Voilà pour les bonnes nouvelles. Les moins bonnes : depuis 10 ans, il manque 400 millions de dollars par année aux universités québécoises pour bien fonctionner; quelque 300 millions de dollars rien que pour celles de Montréal.

"Nos universités sont en concurrence avec l'élite mondiale. Or, à cause de ce sous-financement chronique, elles sont de moins en moins dans la course", dit Robert Lacroix, ex-recteur de l'Université de Montréal et fellow du Centre interuniversitaire de recherche en analyse des organisations (CIRANO). "Le savoir attire le savoir, poursuit-il. Nous nous targuons de vivre dans une économie du savoir, mais nous affamons les lieux où on crée cette connaissance. La qualité de la recherche diminue sans cesse.
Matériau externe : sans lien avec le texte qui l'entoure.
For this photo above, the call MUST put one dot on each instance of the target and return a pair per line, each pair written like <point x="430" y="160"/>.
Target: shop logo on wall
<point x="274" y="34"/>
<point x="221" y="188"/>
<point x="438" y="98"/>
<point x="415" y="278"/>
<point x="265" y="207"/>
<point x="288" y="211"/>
On détériore l'actif le plus précieux de Montréal."

Solutions

Il faut hausser les frais de scolarité, actuellement d'environ 2 000 $, pour qu'ils approchent de la moyenne canadienne, soit près de 5 000 $, dit Robert Lacroix : "Cela regarnirait les coffres des universités de 600 millions de dollars par année."

Des frais de scolarité faibles poussent à la médiocrité, selon Roger Martin, doyen de la Rotman School of Management de l'Université de Toronto. Et cela ne remplit même pas les salles de cours : la proportion de ceux qui ont au moins le baccalauréat dans la population montréalaise est de 26,5 %. C'est plus que la moyenne canadienne (22,9 %), mais loin derrière le taux d'autres grandes villes, comme Vancouver (30,7 %), Toronto (33,6 % et Ottawa-Gatineau (35,4 %). "C'est une grave erreur de maintenir vos frais de scolarité aussi bas, dit-il. Si Montréal et le Québec veulent prospérer, il faut les augmenter."

Le sujet revient régulièrement sur la place publique, mais sans appuis politiques, il sombre à nouveau dans l'oubli. "La question est taboue et le débat, chargé d'émotion, dit Mathieu Laberge, chercheur au CIRANO. Les étudiants forment un lobby puissant, et comme ils ne font que passer, ils ne voient pas la détérioration." Le chercheur prône la facturation asymétrique, appliquée dans le monde anglo-saxon : les étudiants paient selon le coût de leurs études et de ce qu'elles leur rapporteront plus tard. "Actuellement, selon ce principe, les étudiants en sciences humaines paient 38 % de leur formation, ceux en médecine, 5 %. Il n'y a pas d'équité." M.T.